桜ふたたび 前編

3、薔薇のパティオ

❀ ❀ ❀

その頃ジェイは、ひとりの男の前に立っていた。

クロコダイル柄のタキシードに真紅の薔薇を挿し、髪をべったりと撫でつけた中年男。髭剃り跡の青さと脂ぎった顔が、ナルシシズムの匂いを際立たせている。
自己管理という点では、まだ四十前だというのに腹が出ている。

『メイファ』

ジェイは、いつまでも両腕を絡ませて離れないメイファを引きはがし、乱れたタキシードの襟を整えた。

批難を滲ませた態度さえ、メイファには照れ隠しに映るらしい。意味ありげにウインクする様子に、ジェイはある意味感心すら覚えた。

──その自信を、澪に少し分けてやって欲しいものだ。

『ご紹介しますわ。こちらはジャンルカ・アルフレックス。AX会長フェデリーコ・アルフレックス氏のご子息。そしてこちらは、アントーニオ・デ・リーヴィオ。国会議員のトマーゾ・デ・リーヴィオ氏のご子息』

したり顔の紹介に、ジェイは心の中でうんざりしたが、アントーニオは露骨に不快感な顔をした。
いい歳をして誰それの息子と言われることを、自慢に思う男は情けない。

《トニオで結構です。お噂はお聞きしていますよ》

差し出された毛むくじゃらの手には、二個のリング。

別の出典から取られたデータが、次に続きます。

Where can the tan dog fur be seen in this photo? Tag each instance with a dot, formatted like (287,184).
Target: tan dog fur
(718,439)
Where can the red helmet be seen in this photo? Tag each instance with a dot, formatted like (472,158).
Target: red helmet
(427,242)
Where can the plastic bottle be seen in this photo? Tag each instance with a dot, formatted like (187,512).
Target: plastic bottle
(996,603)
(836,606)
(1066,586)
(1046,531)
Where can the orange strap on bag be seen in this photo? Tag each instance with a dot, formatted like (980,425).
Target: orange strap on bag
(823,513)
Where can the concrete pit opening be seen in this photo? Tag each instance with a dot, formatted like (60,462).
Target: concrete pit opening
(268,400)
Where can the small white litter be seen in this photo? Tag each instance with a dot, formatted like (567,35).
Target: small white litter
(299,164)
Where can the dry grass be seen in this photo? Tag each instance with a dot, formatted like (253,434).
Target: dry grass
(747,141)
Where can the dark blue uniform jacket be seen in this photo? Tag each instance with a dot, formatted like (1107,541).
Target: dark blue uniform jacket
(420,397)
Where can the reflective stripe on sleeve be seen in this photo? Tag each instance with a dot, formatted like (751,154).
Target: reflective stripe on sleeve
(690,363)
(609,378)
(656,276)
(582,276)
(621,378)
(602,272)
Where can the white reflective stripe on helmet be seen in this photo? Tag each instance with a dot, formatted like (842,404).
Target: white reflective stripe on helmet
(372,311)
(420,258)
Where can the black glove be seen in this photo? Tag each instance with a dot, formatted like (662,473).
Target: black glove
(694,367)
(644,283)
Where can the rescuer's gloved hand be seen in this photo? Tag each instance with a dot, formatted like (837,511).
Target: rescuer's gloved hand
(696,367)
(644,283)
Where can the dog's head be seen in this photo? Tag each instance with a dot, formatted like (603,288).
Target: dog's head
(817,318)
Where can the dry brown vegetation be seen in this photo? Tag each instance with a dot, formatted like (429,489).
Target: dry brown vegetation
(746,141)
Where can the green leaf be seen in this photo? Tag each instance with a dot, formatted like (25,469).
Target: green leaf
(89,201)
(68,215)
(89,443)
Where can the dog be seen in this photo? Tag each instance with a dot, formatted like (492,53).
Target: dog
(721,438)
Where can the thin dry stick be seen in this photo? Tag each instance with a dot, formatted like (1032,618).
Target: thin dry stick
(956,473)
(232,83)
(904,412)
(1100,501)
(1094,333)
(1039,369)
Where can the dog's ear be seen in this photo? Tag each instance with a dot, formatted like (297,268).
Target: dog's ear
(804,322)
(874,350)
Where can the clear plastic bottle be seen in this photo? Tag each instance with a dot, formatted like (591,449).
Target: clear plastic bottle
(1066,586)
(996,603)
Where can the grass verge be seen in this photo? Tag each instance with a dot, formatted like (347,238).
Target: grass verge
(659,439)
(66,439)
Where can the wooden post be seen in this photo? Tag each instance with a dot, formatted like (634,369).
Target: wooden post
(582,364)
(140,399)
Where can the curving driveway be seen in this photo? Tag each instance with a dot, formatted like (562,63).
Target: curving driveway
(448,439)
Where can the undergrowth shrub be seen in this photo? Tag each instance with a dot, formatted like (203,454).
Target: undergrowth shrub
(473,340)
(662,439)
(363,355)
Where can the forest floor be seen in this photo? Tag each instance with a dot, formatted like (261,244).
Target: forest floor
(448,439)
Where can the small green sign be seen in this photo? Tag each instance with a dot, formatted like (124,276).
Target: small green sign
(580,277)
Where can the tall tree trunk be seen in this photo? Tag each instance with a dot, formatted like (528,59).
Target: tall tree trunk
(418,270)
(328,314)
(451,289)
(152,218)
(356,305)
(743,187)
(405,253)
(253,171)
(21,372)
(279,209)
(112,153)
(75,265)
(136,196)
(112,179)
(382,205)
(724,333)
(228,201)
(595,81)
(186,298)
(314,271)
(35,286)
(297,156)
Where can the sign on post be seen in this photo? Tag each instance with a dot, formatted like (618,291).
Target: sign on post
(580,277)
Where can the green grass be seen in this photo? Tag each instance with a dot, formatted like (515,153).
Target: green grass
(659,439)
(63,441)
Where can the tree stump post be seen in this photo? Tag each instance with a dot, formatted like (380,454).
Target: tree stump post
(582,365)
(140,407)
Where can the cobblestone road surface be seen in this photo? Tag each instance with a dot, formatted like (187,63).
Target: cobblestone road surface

親指には黄金とラピスラズリのスカラベ、中指にはトルコ石の目を持つ銀の双頭の蛇。どちらも古代遺跡の盗掘品くさい。

《あなたは、目をつけたものは尽く手にいれてしまう魔法使いだとか。うちみたいな弱小局は、眼中にもないでしょうが》

トニオは、悪魔も天使も吹き飛ばすような豪快な笑い声を上げた。
奇抜なファッションのメイファと並べば、道化じみた二人芝居にも見える。
怖いもの見たさの視線を集めているが、それこそ、彼らには快感なのだ。

その笑いが、突然フリーズした。

《クリスティーナ!》

偶然か故意か、数名の男を取り巻きにして通りがかったクリスが、うふっと美しい肩の線を上げて、女神のような笑顔で振り返った。